Basically – lots of ways in which I am used up as a source of value for the committed Christian community – and virtually no ways in which I am used up either as an institutional pawn or as a panderer to the jaded appetites of spiritually self-abusing baby-boomers! No more needing to be ‘nice’ to people! Something much starker, much more austere, much more disciplined and disciplining – but also much more life-giving and healing.

That’s what I think I’m called to be. That’s what a priest is, isn’t it?

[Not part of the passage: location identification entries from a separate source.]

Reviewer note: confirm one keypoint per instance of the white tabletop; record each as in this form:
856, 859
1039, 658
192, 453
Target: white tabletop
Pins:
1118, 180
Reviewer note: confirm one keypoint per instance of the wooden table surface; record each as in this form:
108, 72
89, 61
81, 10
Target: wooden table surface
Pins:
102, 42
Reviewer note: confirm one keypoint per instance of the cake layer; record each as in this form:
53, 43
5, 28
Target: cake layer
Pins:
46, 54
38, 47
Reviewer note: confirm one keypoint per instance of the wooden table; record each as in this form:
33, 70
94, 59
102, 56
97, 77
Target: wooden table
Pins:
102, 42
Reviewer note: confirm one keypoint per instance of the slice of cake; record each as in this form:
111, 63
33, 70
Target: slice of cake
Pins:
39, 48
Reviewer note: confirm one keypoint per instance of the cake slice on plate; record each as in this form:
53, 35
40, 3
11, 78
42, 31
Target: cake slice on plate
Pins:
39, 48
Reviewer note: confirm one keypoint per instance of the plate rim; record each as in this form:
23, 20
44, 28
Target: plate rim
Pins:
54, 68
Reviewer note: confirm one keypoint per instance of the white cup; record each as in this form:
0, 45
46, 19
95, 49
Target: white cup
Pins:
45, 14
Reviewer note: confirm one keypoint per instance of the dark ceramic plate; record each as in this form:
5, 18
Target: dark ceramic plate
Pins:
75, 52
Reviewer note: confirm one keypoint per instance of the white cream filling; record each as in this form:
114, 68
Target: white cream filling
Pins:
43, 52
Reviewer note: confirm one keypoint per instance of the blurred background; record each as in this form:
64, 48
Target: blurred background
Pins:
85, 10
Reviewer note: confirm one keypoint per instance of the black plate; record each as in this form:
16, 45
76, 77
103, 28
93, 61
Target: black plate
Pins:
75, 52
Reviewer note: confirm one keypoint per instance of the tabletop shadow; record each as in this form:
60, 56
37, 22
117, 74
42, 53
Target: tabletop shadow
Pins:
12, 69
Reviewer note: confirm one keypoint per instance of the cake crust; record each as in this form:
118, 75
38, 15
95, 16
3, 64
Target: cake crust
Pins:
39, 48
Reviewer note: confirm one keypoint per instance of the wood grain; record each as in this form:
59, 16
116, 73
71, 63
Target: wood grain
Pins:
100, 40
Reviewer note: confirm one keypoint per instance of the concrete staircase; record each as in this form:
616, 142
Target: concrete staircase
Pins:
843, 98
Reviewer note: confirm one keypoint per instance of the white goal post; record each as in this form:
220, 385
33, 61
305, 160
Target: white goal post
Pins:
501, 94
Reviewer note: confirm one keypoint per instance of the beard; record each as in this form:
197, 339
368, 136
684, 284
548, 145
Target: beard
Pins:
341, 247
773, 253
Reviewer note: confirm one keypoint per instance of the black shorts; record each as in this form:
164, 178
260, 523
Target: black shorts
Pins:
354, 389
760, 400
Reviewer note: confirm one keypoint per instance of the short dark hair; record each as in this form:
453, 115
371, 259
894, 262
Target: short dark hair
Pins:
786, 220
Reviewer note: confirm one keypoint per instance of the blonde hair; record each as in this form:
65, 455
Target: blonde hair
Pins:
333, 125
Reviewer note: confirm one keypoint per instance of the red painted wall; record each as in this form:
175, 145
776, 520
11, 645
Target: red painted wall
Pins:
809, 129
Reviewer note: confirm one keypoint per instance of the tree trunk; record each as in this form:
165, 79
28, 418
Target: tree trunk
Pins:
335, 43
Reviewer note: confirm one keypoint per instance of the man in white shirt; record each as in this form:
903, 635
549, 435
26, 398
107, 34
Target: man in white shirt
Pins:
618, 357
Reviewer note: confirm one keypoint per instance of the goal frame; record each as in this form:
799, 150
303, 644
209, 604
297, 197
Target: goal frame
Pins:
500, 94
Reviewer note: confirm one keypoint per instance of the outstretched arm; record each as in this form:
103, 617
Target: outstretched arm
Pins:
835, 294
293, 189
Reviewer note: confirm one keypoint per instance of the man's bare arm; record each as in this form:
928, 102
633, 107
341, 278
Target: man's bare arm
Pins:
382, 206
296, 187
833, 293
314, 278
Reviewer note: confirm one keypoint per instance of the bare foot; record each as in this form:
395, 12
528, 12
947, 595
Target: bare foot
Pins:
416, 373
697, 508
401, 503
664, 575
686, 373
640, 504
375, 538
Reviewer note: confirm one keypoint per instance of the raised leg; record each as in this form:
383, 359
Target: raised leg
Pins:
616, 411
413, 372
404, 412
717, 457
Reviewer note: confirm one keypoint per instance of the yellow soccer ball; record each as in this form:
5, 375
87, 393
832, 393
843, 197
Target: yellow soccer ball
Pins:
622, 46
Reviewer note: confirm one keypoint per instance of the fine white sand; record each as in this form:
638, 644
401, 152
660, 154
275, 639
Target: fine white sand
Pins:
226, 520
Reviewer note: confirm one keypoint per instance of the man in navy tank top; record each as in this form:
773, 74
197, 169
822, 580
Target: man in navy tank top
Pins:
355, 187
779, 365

When they had finished eating, Jesus said to Simon Peter, “Simon son of John, do you truly love me more than these?” “Yes, Lord,” he said, “you know that I love you.”
Jesus said, “Feed my lambs.”
Again Jesus said, “Simon son of John, do you truly love me?” He answered, “Yes, Lord, you know that I love you.”
Jesus said, “Take care of my sheep.”
The third time he said to him, “Simon son of John, do you love me?” Peter was hurt because Jesus asked him the third time, “Do you love me?” He said, “Lord, you know all things; you know that I love you.”
Jesus said, “Feed my sheep.”

Feed the sheep – protect them from the wolves. Don’t feed the wolves by neglecting the sheep. And how to feed the sheep? Word and Sacrament. Nothing more, nothing less.